A professora de matemática é casada e teve encontros em motéis com a aluna. Uma vez descobertas, a professora foi presa e deverá perder o emprego – talvez nunca mais possa vir a exercer a profissão. A aluna afirma que a professora não a estuprou e não a prostituiu. Ela, a aluna, diz que ama a professora e concordou com tudo – ela quis fazer sexo com a professora. A professora também confessa que está apaixonada pela aluna. Caso não fossem descobertas, não só a professora não perderia o emprego como a aluna cresceria como uma pessoa normal, mas agora, está marcada pelo escândalo. Uma relação amorosa não a marcaria senão como uma experiência de namoro. Agora, por conta da suposta proteção que a lei exerce sobre ela, talvez ganhe uma marca insuperável na sua vida adulta.

Mais uma vez temos, no Brasil, aquele tipo de caso em que a lei que visa proteger a infância pode, no frigir dos ovos, antes que beneficiar a suposta vítima prejudicá-la de um modo irreparável.
Vários de nós, brasileiros adultos, tivemos namoros com pessoas de idades bem diferentes da nossa. Muitos de nós tivemos relações homossexuais, com o sem grandes diferenças de idade. Nenhum de nós cresceu com fobias ou com grandes traumas por conta disso – acharíamos estranho que nos perguntassem se isso nos violentou ou violentou quem eram nossos parceiros e parceiras. Tanto isso é verdade que alguns de nós não hesitamos em contar tais experiências. E há quem nem tenha que contar, pois é de situações desse tipo é que se sustentam os relacionamentos estáveis que vigoram hoje em dia em suas vidas adultas regulares e conhecidas de todos.  Podem assim agir porque agora os parceiros ou parceiras não são mais “menores de idade”, mas certamente o foram quando tudo começou.

Tudo isso é verdade. Sabemos disso. Sabemos também que nossos bisavós, avós e talvez pais, não raro, namoraram bem jovens e até casaram assim. Todos nós temos na família alguém que namorou bem jovem, com treze anos ou quatorze anos. Muitos de nós temos na família, até de modo aberto, situações assim que envolveram relações homossexuais.

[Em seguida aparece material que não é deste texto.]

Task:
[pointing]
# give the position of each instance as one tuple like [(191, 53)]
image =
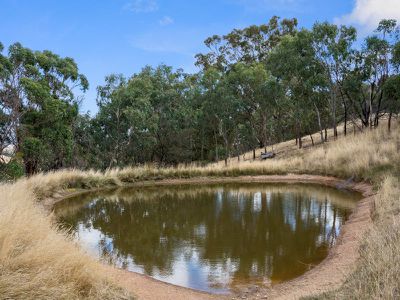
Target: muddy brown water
[(214, 238)]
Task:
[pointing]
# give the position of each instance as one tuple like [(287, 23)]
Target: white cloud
[(366, 14), (141, 6), (165, 21)]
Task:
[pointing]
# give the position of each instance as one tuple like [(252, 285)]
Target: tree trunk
[(334, 115), (319, 122), (216, 147), (345, 120)]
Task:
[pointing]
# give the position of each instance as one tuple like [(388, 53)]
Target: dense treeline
[(256, 86)]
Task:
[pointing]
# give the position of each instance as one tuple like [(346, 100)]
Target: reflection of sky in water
[(191, 267)]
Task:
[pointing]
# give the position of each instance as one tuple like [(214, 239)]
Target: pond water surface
[(212, 238)]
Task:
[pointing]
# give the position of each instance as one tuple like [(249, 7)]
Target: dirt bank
[(328, 275)]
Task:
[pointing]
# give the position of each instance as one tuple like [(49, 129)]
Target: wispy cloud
[(366, 14), (141, 6), (166, 20)]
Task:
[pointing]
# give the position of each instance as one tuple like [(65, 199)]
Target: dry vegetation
[(39, 262)]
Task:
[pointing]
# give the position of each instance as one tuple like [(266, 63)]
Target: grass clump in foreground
[(37, 261)]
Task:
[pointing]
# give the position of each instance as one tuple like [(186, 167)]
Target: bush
[(12, 171)]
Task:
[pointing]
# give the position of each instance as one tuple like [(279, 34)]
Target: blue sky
[(122, 36)]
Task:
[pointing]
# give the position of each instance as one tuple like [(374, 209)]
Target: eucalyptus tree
[(333, 47), (372, 67), (293, 62), (247, 45), (36, 93)]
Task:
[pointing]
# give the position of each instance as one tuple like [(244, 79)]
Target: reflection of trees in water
[(245, 234)]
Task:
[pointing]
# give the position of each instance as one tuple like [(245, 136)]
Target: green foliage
[(257, 86), (12, 170)]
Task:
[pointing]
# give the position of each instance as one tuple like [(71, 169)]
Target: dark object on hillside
[(267, 155)]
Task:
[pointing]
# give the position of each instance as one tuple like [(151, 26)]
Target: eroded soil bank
[(328, 275)]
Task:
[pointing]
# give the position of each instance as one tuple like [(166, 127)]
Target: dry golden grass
[(377, 275), (39, 262)]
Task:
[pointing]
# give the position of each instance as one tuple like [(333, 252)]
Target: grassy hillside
[(39, 261)]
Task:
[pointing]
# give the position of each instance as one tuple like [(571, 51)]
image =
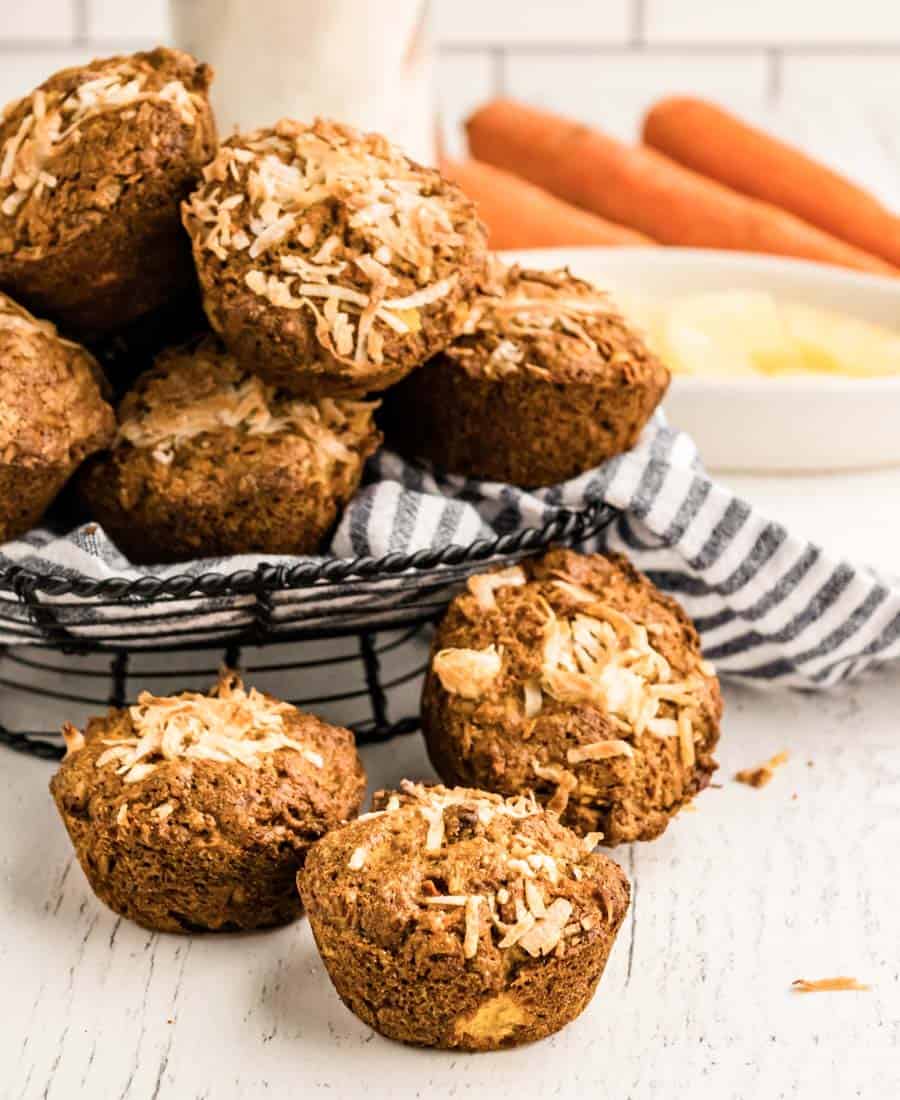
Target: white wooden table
[(759, 887)]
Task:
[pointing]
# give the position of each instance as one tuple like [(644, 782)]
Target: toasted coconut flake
[(483, 585), (759, 777), (546, 932), (534, 899), (432, 814), (566, 783), (468, 672), (600, 750), (470, 945), (686, 738), (393, 217), (55, 118), (534, 699), (230, 725), (829, 986), (239, 400), (74, 739)]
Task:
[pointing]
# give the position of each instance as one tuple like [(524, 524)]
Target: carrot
[(520, 216), (641, 188), (704, 138)]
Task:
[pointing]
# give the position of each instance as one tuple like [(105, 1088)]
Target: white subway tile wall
[(601, 61)]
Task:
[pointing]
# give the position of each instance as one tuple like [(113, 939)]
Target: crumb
[(758, 777), (829, 986)]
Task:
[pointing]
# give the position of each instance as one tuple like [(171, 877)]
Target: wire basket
[(68, 630)]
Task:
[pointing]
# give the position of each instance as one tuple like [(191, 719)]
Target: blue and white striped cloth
[(770, 606)]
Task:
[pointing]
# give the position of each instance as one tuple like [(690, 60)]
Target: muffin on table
[(210, 461), (574, 677), (195, 812), (94, 165), (547, 381), (329, 262), (52, 416), (458, 919)]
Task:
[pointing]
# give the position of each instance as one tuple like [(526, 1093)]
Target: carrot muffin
[(573, 677), (196, 812), (546, 382), (211, 461), (458, 919), (329, 262), (52, 416), (92, 167)]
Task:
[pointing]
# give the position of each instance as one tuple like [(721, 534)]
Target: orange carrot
[(641, 188), (520, 216), (704, 138)]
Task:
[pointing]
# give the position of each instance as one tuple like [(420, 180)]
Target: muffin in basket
[(195, 812), (211, 461), (574, 677), (92, 167), (458, 919), (329, 262), (546, 382), (52, 415)]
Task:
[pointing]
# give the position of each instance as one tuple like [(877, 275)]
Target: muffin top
[(340, 223), (548, 325), (76, 149), (199, 400), (496, 880), (526, 648), (232, 766), (52, 409)]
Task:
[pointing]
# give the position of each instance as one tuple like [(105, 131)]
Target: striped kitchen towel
[(770, 606)]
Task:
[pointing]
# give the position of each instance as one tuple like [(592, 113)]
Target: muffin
[(52, 416), (547, 381), (210, 461), (573, 677), (195, 812), (458, 919), (329, 262), (92, 167)]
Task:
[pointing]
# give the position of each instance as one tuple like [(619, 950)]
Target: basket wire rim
[(265, 579)]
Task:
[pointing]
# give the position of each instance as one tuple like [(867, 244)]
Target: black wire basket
[(122, 635)]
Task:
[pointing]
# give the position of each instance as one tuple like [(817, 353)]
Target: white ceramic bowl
[(766, 425)]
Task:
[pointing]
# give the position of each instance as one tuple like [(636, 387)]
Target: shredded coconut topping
[(287, 172), (228, 725), (483, 585), (245, 402), (468, 672), (55, 119), (538, 923), (602, 656), (534, 305)]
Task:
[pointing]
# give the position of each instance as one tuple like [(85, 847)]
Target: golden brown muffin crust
[(546, 382), (456, 919), (573, 675), (196, 812), (328, 260), (92, 166), (52, 415), (210, 460)]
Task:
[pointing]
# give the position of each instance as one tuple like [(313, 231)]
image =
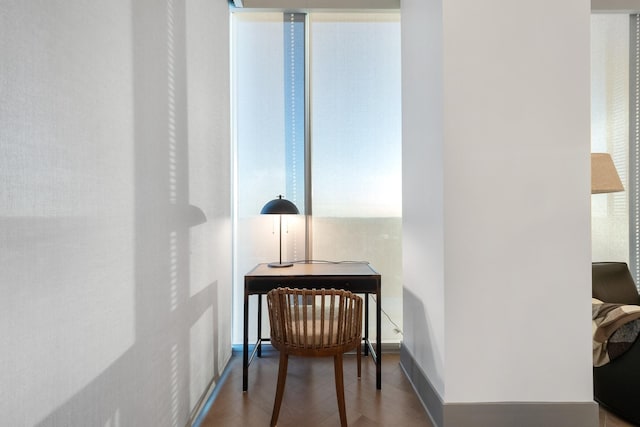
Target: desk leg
[(259, 325), (378, 340), (366, 325), (245, 342)]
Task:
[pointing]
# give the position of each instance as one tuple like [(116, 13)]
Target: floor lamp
[(280, 207)]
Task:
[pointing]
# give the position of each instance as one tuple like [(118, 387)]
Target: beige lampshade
[(604, 176)]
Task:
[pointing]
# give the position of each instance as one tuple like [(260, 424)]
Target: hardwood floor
[(310, 399), (310, 395), (608, 419)]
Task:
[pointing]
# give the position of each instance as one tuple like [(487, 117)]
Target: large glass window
[(317, 119), (610, 131)]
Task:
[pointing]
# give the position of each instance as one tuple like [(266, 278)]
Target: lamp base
[(280, 264)]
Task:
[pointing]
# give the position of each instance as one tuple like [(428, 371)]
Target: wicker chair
[(314, 323)]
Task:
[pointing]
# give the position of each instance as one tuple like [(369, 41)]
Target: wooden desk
[(358, 278)]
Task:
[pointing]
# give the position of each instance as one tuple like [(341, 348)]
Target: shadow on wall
[(420, 361), (149, 384)]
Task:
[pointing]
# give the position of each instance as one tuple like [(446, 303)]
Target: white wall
[(114, 210), (505, 291)]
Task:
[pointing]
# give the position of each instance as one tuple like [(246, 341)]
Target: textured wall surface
[(115, 254)]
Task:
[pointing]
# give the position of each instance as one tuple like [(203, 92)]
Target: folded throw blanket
[(615, 329)]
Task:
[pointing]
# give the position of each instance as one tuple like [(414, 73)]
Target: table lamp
[(279, 207), (604, 176)]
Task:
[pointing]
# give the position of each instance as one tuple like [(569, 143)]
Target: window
[(610, 131), (317, 118)]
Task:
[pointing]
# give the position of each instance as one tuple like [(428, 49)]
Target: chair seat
[(314, 323)]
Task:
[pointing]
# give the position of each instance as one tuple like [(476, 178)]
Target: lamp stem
[(280, 230)]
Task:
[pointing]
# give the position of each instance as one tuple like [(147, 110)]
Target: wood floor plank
[(310, 399), (310, 395)]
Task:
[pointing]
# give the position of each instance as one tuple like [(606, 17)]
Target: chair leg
[(359, 358), (282, 377), (337, 366)]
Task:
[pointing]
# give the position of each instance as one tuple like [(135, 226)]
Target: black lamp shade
[(279, 206)]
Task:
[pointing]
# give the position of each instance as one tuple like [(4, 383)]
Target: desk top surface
[(315, 269)]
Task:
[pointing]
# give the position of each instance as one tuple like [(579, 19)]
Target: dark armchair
[(617, 384)]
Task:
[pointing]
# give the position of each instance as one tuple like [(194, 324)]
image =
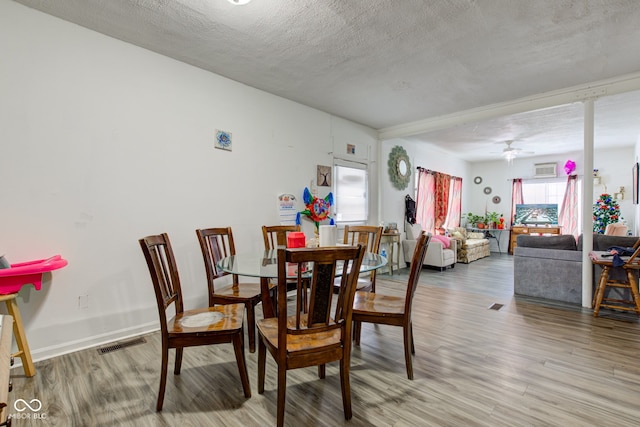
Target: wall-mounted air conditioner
[(545, 170)]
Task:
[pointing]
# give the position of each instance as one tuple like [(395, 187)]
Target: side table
[(393, 240)]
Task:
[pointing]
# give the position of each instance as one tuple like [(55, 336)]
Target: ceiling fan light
[(509, 155)]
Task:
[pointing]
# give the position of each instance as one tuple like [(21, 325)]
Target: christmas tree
[(605, 211)]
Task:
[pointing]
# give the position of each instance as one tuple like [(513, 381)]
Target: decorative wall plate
[(399, 168)]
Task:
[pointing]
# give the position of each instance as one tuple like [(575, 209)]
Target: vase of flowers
[(317, 209), (605, 211)]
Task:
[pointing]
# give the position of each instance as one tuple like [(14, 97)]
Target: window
[(551, 192), (351, 195), (544, 192)]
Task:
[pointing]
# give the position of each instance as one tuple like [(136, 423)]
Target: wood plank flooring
[(529, 363)]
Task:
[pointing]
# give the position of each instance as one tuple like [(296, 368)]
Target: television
[(537, 214)]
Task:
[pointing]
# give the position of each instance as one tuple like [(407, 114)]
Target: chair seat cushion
[(226, 317), (268, 328), (368, 302), (473, 243), (242, 291)]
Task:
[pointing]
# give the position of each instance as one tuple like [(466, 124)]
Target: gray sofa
[(551, 266)]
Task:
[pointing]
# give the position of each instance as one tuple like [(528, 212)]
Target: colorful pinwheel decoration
[(317, 209), (569, 167), (605, 211)]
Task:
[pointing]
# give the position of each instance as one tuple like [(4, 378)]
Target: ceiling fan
[(511, 153)]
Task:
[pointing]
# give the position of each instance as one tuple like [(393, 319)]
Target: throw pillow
[(413, 231), (446, 242), (475, 235)]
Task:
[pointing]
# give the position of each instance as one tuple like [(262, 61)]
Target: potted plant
[(492, 219), (474, 220)]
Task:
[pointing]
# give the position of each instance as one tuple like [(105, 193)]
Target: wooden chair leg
[(413, 347), (238, 347), (163, 376), (357, 327), (602, 284), (262, 360), (21, 338), (251, 325), (346, 387), (407, 350), (282, 394), (178, 363), (322, 371), (633, 284)]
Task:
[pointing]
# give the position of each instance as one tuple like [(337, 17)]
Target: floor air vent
[(120, 345)]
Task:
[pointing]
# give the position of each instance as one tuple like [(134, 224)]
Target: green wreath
[(399, 168)]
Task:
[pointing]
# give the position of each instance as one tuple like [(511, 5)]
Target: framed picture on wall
[(635, 183)]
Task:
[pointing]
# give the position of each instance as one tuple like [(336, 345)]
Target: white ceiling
[(390, 63)]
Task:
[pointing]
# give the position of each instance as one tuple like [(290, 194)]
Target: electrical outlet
[(83, 301)]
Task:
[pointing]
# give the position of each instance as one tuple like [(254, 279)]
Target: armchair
[(441, 252)]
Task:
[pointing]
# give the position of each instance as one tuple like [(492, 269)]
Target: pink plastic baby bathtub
[(13, 278)]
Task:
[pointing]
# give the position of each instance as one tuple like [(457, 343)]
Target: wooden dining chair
[(392, 310), (188, 328), (276, 235), (618, 278), (369, 236), (215, 244), (312, 336)]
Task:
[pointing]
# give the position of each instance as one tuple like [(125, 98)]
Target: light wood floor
[(527, 364)]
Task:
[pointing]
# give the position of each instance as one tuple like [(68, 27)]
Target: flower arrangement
[(605, 211), (316, 209)]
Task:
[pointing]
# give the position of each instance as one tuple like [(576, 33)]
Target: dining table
[(264, 265)]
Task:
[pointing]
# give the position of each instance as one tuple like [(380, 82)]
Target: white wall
[(104, 142)]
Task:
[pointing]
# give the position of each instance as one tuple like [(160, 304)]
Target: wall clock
[(399, 168)]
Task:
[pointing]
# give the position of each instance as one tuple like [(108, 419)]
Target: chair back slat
[(367, 235), (164, 274), (416, 268), (276, 235), (215, 243), (316, 269)]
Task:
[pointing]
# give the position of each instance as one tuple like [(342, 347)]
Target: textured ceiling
[(386, 63)]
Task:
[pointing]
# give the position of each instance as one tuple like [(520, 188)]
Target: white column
[(587, 204)]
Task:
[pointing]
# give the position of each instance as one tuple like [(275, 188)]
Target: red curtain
[(455, 204), (425, 206), (442, 187), (516, 197), (569, 211)]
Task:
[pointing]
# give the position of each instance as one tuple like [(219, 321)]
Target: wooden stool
[(18, 331), (630, 266)]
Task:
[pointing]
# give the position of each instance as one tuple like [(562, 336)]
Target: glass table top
[(265, 263)]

Podemos falar mais das primeiras que das segundas, mas uma parte de nós sabe que estaríamos redondamente enganados se quiséssemos avaliar que relações desse tipo foram relações que deveriam antes ser antes punidas como práticas perversas que abençoadas como sorte de amor verdadeiro.

No entanto, quando casos como esse da professora de matemática e sua aluna fogem do círculo familiar ou pessoal, é como se esquecêssemos de nós mesmos e, então, com parâmetros que queremos universalizar mesmo a contragosto dos fatos empíricos particulares, metemos todo mundo no campo do pecado e aproveitamos de que a lei é cega para transformá-la, também, em surda. Ao invés de usarmos da lei para inteligentemente ajudar nossa vida social, aproveitamos da lei para criar o inferno na Terra. Então, descobrimos, às vezes tarde demais, que essa lei pode se virar contra nós, contra nossos filhos – que a normalidade que cobramos de outros não existe, e que o normal é antes podermos amar que não amar.

A questão toda, nesse caso, pode ser colocada do seguinte modo: será que estamos do lado da justiça ou, na verdade, estamos apenas tentando colocar sob grades aquelas pessoas que estão felizes por poderem fazer aquilo que perdemos a capacidade de fazer, que é amar, curtir a vida eroticamente e ser feliz? Essa questão dói no couro de vários repressores mal amados.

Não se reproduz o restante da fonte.